Хорошо, что она укатила отсюда, живет где-то в Перми, завоевывая оттуда неприхотливых читателей. Смешно ей-богу, такая дура — теперь звезда литературного Олимпа. Однако с этим надо считаться.
Возле ее книг он ненадолго задержался, вспоминая, как тяжело ему скрывать истинное отношение к ее писаниям. Тля не часто приезжает сюда. Но когда выбирается погостить у матери и навестить других родственников, они обязательно встречаются. Два раза в год она отдает в издательство очередную рукопись и устраивает себе двухнедельный отпуск. Кроме этого, один летний месяц проводит на море, говорит, что где-то на Сейшельских островах у нее есть дача. Может и врет, с нее станется.

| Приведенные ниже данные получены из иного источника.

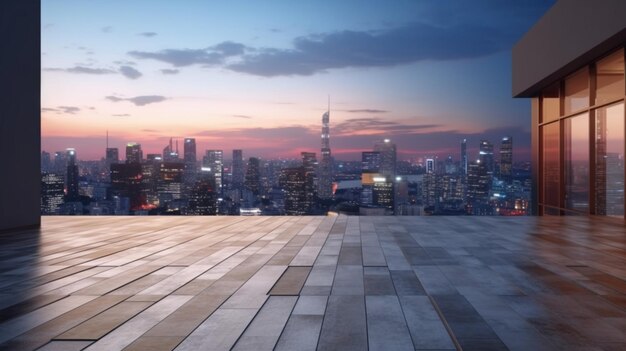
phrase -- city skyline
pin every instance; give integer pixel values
(261, 85)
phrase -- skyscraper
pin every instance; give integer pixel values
(294, 184)
(213, 162)
(134, 153)
(506, 159)
(253, 176)
(72, 176)
(309, 162)
(370, 162)
(463, 166)
(190, 157)
(485, 155)
(237, 169)
(325, 181)
(387, 151)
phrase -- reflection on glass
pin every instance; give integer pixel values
(610, 78)
(576, 152)
(577, 91)
(550, 107)
(610, 160)
(551, 164)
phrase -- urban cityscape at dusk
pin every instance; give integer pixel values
(178, 79)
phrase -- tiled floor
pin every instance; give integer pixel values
(306, 283)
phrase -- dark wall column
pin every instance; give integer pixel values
(20, 141)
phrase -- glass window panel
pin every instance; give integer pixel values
(576, 153)
(610, 78)
(550, 135)
(610, 160)
(550, 106)
(577, 91)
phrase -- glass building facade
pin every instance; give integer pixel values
(579, 121)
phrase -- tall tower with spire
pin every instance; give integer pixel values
(325, 182)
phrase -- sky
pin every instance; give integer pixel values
(258, 75)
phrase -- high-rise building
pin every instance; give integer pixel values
(52, 193)
(134, 153)
(431, 165)
(71, 177)
(169, 153)
(293, 181)
(485, 155)
(309, 162)
(170, 182)
(112, 156)
(478, 186)
(325, 177)
(253, 176)
(506, 159)
(46, 162)
(126, 182)
(577, 91)
(238, 170)
(202, 197)
(213, 162)
(387, 151)
(370, 162)
(463, 166)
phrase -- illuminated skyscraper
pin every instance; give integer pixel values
(370, 162)
(190, 155)
(213, 162)
(485, 155)
(506, 159)
(134, 153)
(387, 151)
(463, 166)
(325, 181)
(253, 176)
(72, 176)
(237, 169)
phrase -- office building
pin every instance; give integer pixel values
(571, 65)
(294, 184)
(485, 155)
(52, 193)
(506, 160)
(213, 162)
(71, 177)
(134, 153)
(387, 151)
(238, 170)
(463, 165)
(370, 161)
(252, 181)
(325, 177)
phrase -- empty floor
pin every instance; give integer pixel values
(306, 283)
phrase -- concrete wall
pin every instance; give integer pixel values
(20, 137)
(571, 34)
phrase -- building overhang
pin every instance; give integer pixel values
(571, 34)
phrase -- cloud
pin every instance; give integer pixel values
(377, 126)
(81, 70)
(130, 72)
(170, 71)
(139, 100)
(213, 55)
(367, 110)
(62, 110)
(383, 48)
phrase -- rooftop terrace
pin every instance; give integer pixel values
(306, 283)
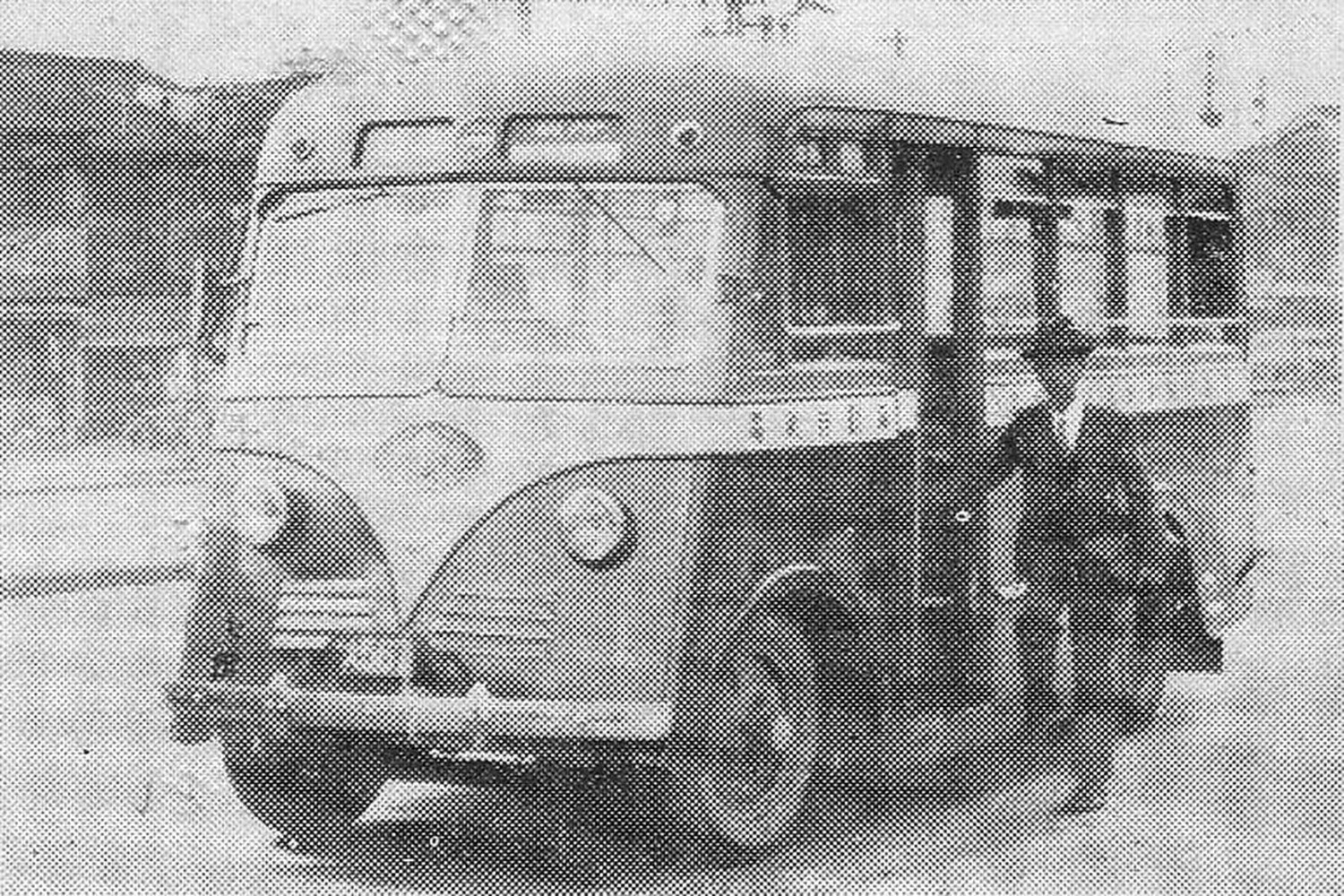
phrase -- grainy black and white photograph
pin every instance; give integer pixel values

Он знает о ней все, хотя совершенно не нуждается в этом, просто наблюдает неординарное явление жизни, к которому не без тайного умысла богов был когда-то причастен. В чем состоял этот умысел, он так и не понял.

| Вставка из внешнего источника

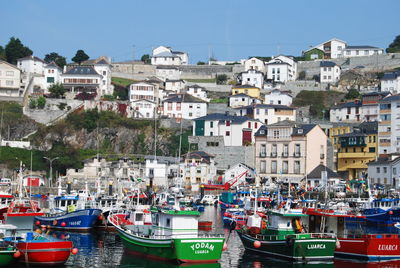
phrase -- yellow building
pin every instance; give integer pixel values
(356, 149)
(246, 89)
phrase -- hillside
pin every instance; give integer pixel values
(319, 101)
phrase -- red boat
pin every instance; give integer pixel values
(45, 250)
(34, 248)
(370, 247)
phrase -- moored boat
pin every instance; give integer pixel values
(173, 235)
(284, 237)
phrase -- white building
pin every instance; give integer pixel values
(278, 97)
(165, 56)
(385, 172)
(241, 99)
(329, 72)
(143, 108)
(161, 171)
(236, 130)
(174, 85)
(168, 73)
(10, 80)
(388, 125)
(287, 151)
(184, 106)
(143, 91)
(346, 112)
(198, 92)
(268, 113)
(52, 75)
(198, 167)
(332, 49)
(281, 69)
(390, 82)
(254, 64)
(31, 65)
(361, 51)
(252, 78)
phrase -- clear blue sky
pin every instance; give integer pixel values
(231, 30)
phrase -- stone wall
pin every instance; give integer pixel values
(225, 156)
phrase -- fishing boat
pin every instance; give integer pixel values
(173, 235)
(70, 212)
(7, 248)
(360, 245)
(284, 237)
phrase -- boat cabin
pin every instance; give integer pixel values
(284, 222)
(175, 223)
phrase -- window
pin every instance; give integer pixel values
(263, 166)
(273, 166)
(296, 167)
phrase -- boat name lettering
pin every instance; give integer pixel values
(202, 245)
(316, 246)
(387, 247)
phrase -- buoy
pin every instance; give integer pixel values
(17, 254)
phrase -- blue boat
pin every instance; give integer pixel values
(384, 211)
(69, 213)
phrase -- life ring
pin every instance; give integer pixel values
(289, 241)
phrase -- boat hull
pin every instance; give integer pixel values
(80, 220)
(45, 253)
(371, 247)
(7, 256)
(296, 250)
(187, 250)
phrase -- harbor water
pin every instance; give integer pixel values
(103, 248)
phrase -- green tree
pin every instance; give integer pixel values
(221, 79)
(32, 103)
(394, 47)
(352, 94)
(41, 102)
(146, 59)
(2, 53)
(15, 50)
(80, 56)
(53, 56)
(57, 90)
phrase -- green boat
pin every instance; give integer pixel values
(172, 235)
(281, 235)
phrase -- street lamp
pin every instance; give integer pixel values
(51, 168)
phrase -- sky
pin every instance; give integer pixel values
(225, 29)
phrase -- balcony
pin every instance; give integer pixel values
(357, 155)
(385, 111)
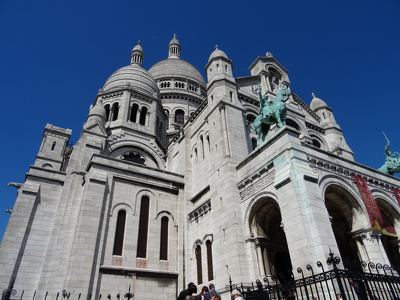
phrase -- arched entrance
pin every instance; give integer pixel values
(341, 207)
(270, 239)
(389, 236)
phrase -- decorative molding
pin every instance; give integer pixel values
(322, 168)
(305, 107)
(200, 194)
(255, 186)
(112, 95)
(199, 211)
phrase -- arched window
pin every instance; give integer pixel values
(167, 121)
(143, 113)
(198, 263)
(254, 143)
(143, 227)
(164, 238)
(134, 110)
(209, 261)
(202, 146)
(115, 110)
(293, 124)
(107, 108)
(316, 143)
(250, 118)
(179, 116)
(119, 233)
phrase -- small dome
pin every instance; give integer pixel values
(317, 103)
(176, 68)
(98, 111)
(134, 76)
(97, 115)
(137, 48)
(217, 53)
(174, 41)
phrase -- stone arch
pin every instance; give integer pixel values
(119, 148)
(346, 214)
(317, 141)
(144, 193)
(264, 222)
(121, 205)
(391, 224)
(166, 214)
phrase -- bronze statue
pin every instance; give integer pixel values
(392, 163)
(271, 113)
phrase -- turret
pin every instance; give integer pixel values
(334, 138)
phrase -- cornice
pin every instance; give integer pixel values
(323, 167)
(305, 107)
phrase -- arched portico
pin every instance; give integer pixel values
(270, 244)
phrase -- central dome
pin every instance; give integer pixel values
(178, 68)
(133, 76)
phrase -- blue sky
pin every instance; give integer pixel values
(56, 55)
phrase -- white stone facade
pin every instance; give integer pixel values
(148, 200)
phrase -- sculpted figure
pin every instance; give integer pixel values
(392, 163)
(270, 113)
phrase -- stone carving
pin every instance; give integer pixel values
(257, 186)
(392, 163)
(271, 113)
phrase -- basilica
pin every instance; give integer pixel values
(170, 184)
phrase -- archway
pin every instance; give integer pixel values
(389, 236)
(270, 239)
(341, 207)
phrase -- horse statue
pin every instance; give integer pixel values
(392, 163)
(270, 113)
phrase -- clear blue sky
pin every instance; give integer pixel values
(56, 55)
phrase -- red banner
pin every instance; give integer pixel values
(396, 192)
(375, 216)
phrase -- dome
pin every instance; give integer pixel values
(317, 103)
(217, 53)
(174, 41)
(133, 75)
(176, 68)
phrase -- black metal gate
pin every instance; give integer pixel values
(357, 280)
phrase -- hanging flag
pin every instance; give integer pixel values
(374, 214)
(396, 192)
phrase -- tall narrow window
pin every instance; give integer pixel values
(179, 116)
(134, 110)
(107, 108)
(202, 146)
(167, 121)
(143, 114)
(143, 227)
(209, 261)
(198, 262)
(164, 239)
(119, 233)
(115, 111)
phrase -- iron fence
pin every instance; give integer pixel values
(11, 294)
(356, 281)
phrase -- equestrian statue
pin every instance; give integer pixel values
(392, 163)
(270, 113)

Странное течение мыслей привело к тому, что Игорю Сергеевичу непреодолимо захотелось женской ласки, захотелось завуалированной прелюдии, долгой-долгой ненасытной нежности, а после — доверительного разговора обо всем на свете, и чтобы непременно этому сопутствовало согласие. А почему бы и нет, черт возьми!
Уже два года им владела Лена, случайная пациентка. Где же еще он может познакомиться с женщиной?
Все началось с заурядного сочувствия — Ленка страдала упорными бессонницами, боялась темноты, ее преследовали дурные мысли, мрачные предчувствия. Короче, весь набор пошлого невроза переутомления прочно угнездился в ее дородном теле, и она элементарно могла загнуться, дожиться до депрессии или нервного срыва. Ему захотелось вернуть ей полноту и радость жизни, и он принялся за лечение всерьез.
Затем познакомились ближе.
Игорь Сергеевич презирал женщин, подгуливающих на стороне, ненавидел их, в чем, безусловно, сказывалась личная неудача в семейной жизни. Он выискивал для них самые грязные, самые неблагозвучные определения, готов был, если бы позволили — кто? — поубивать всех до единой, и был уверен, что рука бы его не дрогнула. А так как подозревал, что все люди наделены одинаковой степенью любопытства и, следовательно, женщины всегда остаются гулящими девками, то на всякий случай замужних ненавидел всех подряд, не вдаваясь в детали.
Но как врач понимал, что замужняя женщина, умеющая сохранить семью и взаимопонимание с мужем, — явление более нормальное, чем одинокая, без разницы, была ли та старой девой или, сделав неудачный выбор, приобрела перекошенный опыт супружества.
Женщина-жена, даже если у нее нет детей, все же естественнее, гармоничнее и совершеннее матери-одиночки, ибо адекватной женщину делает общение с мужчиной, а не исполнение множества других жизненных функций в отрыве от ее неотъемлемого природного партнера, без которого она физиологически неполноценна.
И поэтому здоровая его часть — не уязвленная оценками женщин и собственными самооценками — тянулась к нормальному, не ущербному варианту, он старался не проводить время со свободными искательницами приключений. Постулат марксистской философии о единстве и борьбе противоположностей примирял его с этой раздвоенностью в себе.